St Vincent’s Masseducation, however, tears into loneliness. While the shimmering pop production on Reputation allows listeners to unknowingly dance to aching, throbbing lyrics of hurt, the antagonistic production on Masseducation cannot be ignored. Clark addresses her listeners through gritted teeth, producing a guttural voice with startling candor: “I am alone like you”. Clark truly embraces the dangerous female archetype in a way that Swift only jokingly assumes. The guitars shudder instead of echo, wincing at the harsh brutality of Clark’s loneliness. In the album’s first single, ‘New York’, she speaks in the present and yet talks about the past, echoing an exhaustion at the sexual personalities she’s given and roles that she must play.

It is here that Antonoff’s production is key, as Masseducation is ultimately a pop album, or at least redefining the roles ascribed to female pop singers in 2017. “Sugarboy” exemplifies this through its synthesised production, unblemished vocals, the call-and-response refrain, and the Swiftian, even Carly Rae Jepsen-inspired line, “got a crush on tragedy”. These classic pop tropes are inverted, played at a pace too fast, a beat too soon, feverishly weird and intrinsically fanatical. Clark and Antonoff explore the characters of pop, a theme amplified by the album’s visual aesthetic –  the bold colours and robotic music videos play out as a strange futuristic utopia, sedated with pills, alive with lifeless forms and choreographed to perfection. Creating something genuine within this ridiculous landscape seems impossible, and yet Clark and Antonoff achieve this, not through mockery, but by breaching the limits of generic convention.

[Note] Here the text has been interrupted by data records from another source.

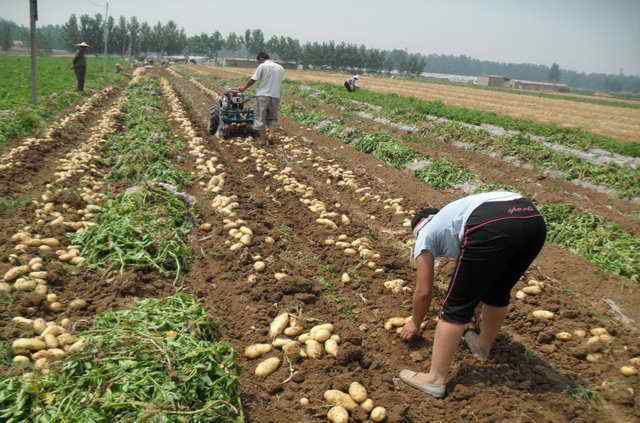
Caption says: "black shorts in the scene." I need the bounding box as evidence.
[440,198,547,324]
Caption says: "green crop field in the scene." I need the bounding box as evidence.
[0,56,122,148]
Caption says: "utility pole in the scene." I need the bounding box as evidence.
[104,2,109,57]
[29,0,38,104]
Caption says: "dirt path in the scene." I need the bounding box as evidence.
[164,71,638,422]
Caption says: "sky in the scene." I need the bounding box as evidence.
[0,0,640,75]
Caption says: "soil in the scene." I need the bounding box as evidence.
[0,71,640,423]
[161,69,638,422]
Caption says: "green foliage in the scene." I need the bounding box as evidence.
[353,132,393,154]
[71,181,194,279]
[373,141,419,169]
[415,159,474,189]
[310,83,640,157]
[540,204,640,282]
[0,294,244,423]
[0,56,122,148]
[104,78,191,187]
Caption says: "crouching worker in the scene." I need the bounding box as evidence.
[400,191,547,398]
[344,75,360,92]
[239,53,284,144]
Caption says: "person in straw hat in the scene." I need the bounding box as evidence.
[73,42,89,92]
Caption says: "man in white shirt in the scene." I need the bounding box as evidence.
[400,191,547,398]
[240,52,284,143]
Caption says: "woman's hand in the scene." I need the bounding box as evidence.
[400,319,418,341]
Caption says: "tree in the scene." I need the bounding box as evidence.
[0,20,13,51]
[549,63,560,82]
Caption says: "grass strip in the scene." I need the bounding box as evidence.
[0,294,244,423]
[286,81,640,157]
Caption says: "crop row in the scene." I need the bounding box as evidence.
[0,73,242,422]
[289,83,640,199]
[283,100,640,281]
[287,81,640,157]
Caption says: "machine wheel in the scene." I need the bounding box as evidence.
[207,110,220,135]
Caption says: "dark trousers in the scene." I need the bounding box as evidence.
[74,66,87,91]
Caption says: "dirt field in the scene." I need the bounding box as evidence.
[214,66,640,141]
[0,69,640,423]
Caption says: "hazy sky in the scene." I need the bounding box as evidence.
[0,0,640,75]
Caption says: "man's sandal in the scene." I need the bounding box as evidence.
[400,369,447,398]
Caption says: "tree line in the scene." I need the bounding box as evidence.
[0,13,640,93]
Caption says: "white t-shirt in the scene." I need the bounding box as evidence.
[251,60,284,98]
[413,191,522,258]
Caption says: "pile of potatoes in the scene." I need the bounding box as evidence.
[516,279,545,300]
[324,382,387,423]
[12,317,85,373]
[244,313,340,377]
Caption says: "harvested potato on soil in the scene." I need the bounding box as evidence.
[269,313,289,338]
[360,398,374,413]
[327,406,349,423]
[255,357,280,377]
[349,382,367,402]
[324,389,358,411]
[244,344,272,359]
[369,407,387,422]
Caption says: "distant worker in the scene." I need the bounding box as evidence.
[400,191,547,398]
[239,52,284,145]
[72,42,89,92]
[344,75,360,92]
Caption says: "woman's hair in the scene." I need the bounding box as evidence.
[411,207,440,230]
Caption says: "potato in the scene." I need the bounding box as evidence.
[309,323,333,334]
[620,366,638,376]
[11,316,33,329]
[12,338,47,352]
[309,329,331,342]
[69,298,87,310]
[271,337,296,348]
[324,339,338,357]
[522,285,542,295]
[13,355,31,367]
[349,382,367,402]
[68,339,86,353]
[327,406,349,423]
[43,333,59,349]
[304,339,322,358]
[573,329,587,338]
[269,313,289,338]
[284,326,304,336]
[360,398,374,413]
[282,341,300,360]
[324,389,358,411]
[384,317,407,330]
[255,357,280,377]
[33,319,47,334]
[298,333,311,343]
[369,407,387,422]
[531,310,555,320]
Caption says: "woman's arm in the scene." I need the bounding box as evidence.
[402,251,434,340]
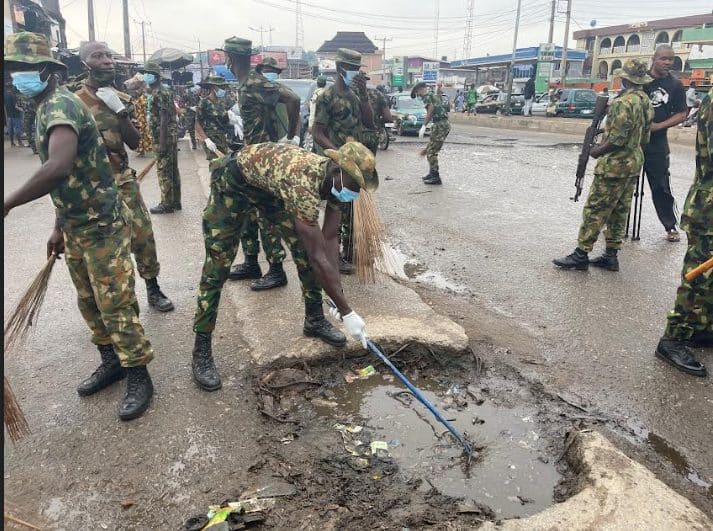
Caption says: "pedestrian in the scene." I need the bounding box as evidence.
[644,44,688,242]
[225,47,300,291]
[522,74,535,116]
[553,59,654,271]
[139,61,181,214]
[195,76,230,160]
[4,32,153,420]
[3,81,24,147]
[314,48,374,274]
[411,82,451,184]
[75,41,174,312]
[656,89,713,376]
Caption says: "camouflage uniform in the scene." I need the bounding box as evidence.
[150,85,181,207]
[664,89,713,340]
[76,84,160,279]
[578,87,654,253]
[421,94,451,171]
[193,143,334,333]
[36,88,153,367]
[314,85,364,261]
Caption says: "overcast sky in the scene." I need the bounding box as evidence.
[60,0,710,60]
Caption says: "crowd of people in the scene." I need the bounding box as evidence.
[4,32,713,428]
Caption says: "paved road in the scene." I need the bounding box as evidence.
[378,125,713,494]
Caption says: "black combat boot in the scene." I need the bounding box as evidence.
[228,255,262,280]
[589,247,619,271]
[119,365,153,420]
[193,332,223,391]
[250,262,287,291]
[146,278,174,312]
[423,170,443,184]
[77,345,126,396]
[552,247,589,271]
[302,302,347,347]
[656,337,707,377]
[149,203,173,214]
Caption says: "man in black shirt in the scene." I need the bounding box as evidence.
[644,44,687,242]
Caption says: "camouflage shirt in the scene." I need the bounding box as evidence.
[76,83,136,184]
[223,142,329,225]
[238,70,297,145]
[35,87,119,233]
[314,85,363,152]
[421,92,448,124]
[594,88,654,178]
[149,86,178,144]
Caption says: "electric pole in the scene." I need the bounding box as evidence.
[560,0,572,88]
[504,0,522,116]
[121,0,131,60]
[87,0,97,41]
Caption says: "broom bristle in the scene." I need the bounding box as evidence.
[2,376,30,442]
[353,190,386,283]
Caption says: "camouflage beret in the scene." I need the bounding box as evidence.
[4,31,67,69]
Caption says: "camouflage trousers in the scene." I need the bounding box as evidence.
[577,175,639,253]
[664,180,713,340]
[64,219,153,367]
[154,138,181,206]
[426,120,451,171]
[118,179,161,279]
[240,208,286,264]
[193,168,322,333]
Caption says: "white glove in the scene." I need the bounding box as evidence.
[205,138,218,153]
[342,311,367,348]
[97,87,126,113]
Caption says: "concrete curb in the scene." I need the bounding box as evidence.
[479,432,713,531]
[448,112,696,146]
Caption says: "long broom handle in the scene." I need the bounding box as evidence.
[686,257,713,282]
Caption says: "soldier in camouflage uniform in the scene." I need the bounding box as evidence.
[553,59,654,271]
[656,89,713,376]
[139,62,181,214]
[313,48,378,274]
[193,139,378,391]
[226,41,300,296]
[196,76,230,160]
[76,42,174,312]
[411,83,451,184]
[4,32,153,420]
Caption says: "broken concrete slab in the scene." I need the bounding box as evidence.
[194,151,468,365]
[479,432,713,531]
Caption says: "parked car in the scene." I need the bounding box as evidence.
[391,93,433,135]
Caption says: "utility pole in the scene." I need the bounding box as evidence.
[504,0,522,115]
[560,0,572,88]
[87,0,97,41]
[121,0,131,60]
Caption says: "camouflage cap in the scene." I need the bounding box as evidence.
[223,37,253,55]
[198,76,228,87]
[324,137,379,192]
[334,48,363,66]
[4,31,67,69]
[614,59,653,85]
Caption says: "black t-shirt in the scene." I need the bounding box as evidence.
[644,74,688,152]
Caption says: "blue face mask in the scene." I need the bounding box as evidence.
[11,70,48,98]
[332,168,359,203]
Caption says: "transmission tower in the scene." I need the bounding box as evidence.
[295,0,305,48]
[463,0,475,59]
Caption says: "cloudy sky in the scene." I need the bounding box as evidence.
[60,0,710,60]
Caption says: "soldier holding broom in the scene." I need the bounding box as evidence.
[4,32,153,420]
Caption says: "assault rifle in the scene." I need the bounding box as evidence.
[570,96,609,201]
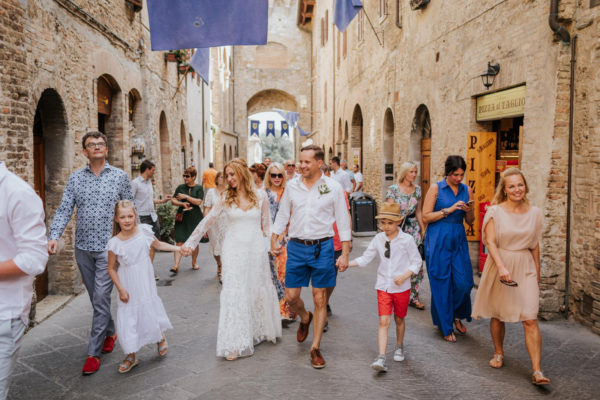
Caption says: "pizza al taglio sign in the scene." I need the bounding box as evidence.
[476,85,525,122]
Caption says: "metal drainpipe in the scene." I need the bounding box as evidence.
[548,0,577,318]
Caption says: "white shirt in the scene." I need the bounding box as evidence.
[0,161,48,325]
[131,175,158,222]
[354,172,362,185]
[355,230,423,293]
[271,175,351,242]
[331,168,352,193]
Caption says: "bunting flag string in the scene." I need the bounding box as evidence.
[281,121,290,137]
[266,121,275,136]
[250,120,260,137]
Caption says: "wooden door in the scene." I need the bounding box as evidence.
[421,138,431,198]
[33,136,48,301]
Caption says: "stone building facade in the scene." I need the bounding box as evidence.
[0,0,211,295]
[211,0,313,166]
[298,0,600,333]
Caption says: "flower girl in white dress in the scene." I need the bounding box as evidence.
[181,159,281,360]
[106,200,180,373]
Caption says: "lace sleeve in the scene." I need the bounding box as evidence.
[183,198,225,249]
[260,193,271,236]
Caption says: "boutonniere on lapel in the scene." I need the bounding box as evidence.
[319,183,331,196]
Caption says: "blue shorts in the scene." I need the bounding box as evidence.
[285,239,335,288]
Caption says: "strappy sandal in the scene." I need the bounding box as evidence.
[444,332,456,343]
[531,371,550,386]
[454,318,467,336]
[118,354,140,374]
[489,353,504,368]
[157,335,169,357]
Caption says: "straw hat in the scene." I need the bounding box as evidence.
[375,203,402,221]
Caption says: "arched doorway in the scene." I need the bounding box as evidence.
[33,89,72,301]
[347,104,365,171]
[158,111,172,194]
[381,108,395,196]
[409,104,431,196]
[246,89,298,163]
[96,74,128,169]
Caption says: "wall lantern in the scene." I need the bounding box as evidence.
[481,61,500,90]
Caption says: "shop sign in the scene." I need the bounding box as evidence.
[465,132,496,241]
[476,85,525,122]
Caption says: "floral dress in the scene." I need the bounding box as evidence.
[385,185,423,304]
[266,189,296,320]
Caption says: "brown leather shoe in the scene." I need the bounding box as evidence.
[310,349,325,369]
[296,311,312,343]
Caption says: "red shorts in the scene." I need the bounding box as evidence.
[377,289,410,318]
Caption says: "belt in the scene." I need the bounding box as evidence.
[290,237,331,246]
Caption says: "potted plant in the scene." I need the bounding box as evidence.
[156,202,177,244]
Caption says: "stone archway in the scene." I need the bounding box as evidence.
[158,111,172,194]
[347,104,365,171]
[382,108,396,198]
[33,89,73,301]
[242,89,300,160]
[409,104,431,196]
[96,74,128,169]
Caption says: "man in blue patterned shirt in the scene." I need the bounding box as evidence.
[48,132,133,375]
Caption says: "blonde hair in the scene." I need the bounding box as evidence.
[223,158,258,207]
[492,167,529,204]
[113,200,137,236]
[265,162,287,189]
[398,161,419,183]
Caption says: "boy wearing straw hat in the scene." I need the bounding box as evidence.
[348,203,422,372]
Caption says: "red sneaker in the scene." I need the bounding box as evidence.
[102,333,117,353]
[81,356,100,375]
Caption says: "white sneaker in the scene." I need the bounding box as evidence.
[371,355,387,372]
[394,346,404,361]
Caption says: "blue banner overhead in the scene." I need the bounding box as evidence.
[265,121,275,136]
[148,0,269,50]
[250,120,260,136]
[190,48,210,85]
[333,0,362,32]
[281,121,290,136]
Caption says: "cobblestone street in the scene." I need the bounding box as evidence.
[9,238,600,400]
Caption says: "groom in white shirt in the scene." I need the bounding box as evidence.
[271,145,351,368]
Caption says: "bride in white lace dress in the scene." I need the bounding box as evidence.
[181,159,281,360]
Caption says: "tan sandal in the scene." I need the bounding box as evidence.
[157,335,169,357]
[531,371,550,386]
[490,353,504,368]
[118,354,139,374]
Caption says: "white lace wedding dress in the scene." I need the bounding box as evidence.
[184,191,281,357]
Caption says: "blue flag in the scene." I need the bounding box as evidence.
[266,121,275,136]
[148,0,269,50]
[333,0,362,32]
[250,120,260,136]
[281,121,290,136]
[190,48,210,85]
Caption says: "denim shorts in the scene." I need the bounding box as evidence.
[285,239,335,288]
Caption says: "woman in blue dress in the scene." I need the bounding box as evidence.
[423,156,475,342]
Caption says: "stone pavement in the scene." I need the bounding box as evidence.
[9,238,600,400]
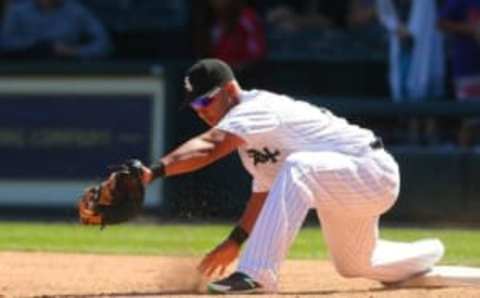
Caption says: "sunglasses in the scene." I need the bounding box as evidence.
[190,88,221,110]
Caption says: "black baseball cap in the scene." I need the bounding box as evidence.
[184,58,235,104]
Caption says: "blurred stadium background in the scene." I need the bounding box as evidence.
[0,0,480,224]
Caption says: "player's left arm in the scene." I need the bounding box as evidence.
[147,128,244,182]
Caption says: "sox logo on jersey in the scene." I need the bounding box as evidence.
[247,147,280,166]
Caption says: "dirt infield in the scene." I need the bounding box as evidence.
[0,252,480,298]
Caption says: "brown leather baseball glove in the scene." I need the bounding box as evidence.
[78,159,145,227]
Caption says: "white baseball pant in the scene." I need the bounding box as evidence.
[238,149,444,292]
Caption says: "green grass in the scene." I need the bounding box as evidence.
[0,222,480,265]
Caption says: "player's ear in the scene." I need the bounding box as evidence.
[224,81,236,97]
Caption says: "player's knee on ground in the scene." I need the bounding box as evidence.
[334,262,373,278]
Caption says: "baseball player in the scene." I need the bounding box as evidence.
[144,59,480,294]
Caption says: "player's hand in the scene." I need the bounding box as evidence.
[198,239,240,277]
[141,166,153,186]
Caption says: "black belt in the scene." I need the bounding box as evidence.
[369,138,383,150]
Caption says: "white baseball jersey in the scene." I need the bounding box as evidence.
[217,90,375,192]
[217,90,444,291]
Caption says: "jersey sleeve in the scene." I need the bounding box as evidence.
[440,0,466,21]
[216,104,280,142]
[252,179,270,192]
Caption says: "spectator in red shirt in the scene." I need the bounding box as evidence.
[210,0,267,70]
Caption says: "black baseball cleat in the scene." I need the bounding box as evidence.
[207,272,263,294]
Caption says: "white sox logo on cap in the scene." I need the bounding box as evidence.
[184,77,193,92]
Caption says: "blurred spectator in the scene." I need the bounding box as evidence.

There is perhaps no other producer working with such high-profile women in pop music, helping to expose their various vulnerabilities, romances and agonies in the same way. Despite this, the achievements of these female artists should never be wholly ascribed to Antonoff. In an age of music preaching female empowerment, all too often it is men behind the scenes, selling a dangerous capitalist feminism to eager young audiences.

But these albums do not show Antonoff orchestrating the success of his collaborators – ingenious lyricism is unmistakably found within the artists themselves. Antonoff contributed to the writing of four of Masseducation’s songs in contrast to Annie Clark’s thirteen credits, and he only co-wrote two of the eleven songs Lorde penned on ‘Melodrama.’ Whatever can be said about Taylor Swift, her role as a business woman in control of her own career can never be doubted. Lorde and Julia Michaels even receive writing credits on Bleachers’ Gone Now, creating true collaborating relationships between these musicians.

Antonoff does not define or validate the artists’ creation, but gives them a technical platform to operate outside of generic convention. Melodrama, Masseducation and Reputation are uncompromising, dazzling displays of artistry, demonstrative of real talent, real sincerity, and real compassion, as the artists turn these stories into technicolour memoirs that will reverberate for years to come. By investigating the boundaries of modern pop music in 2017, Antonoff and his collaborators somehow come to define it.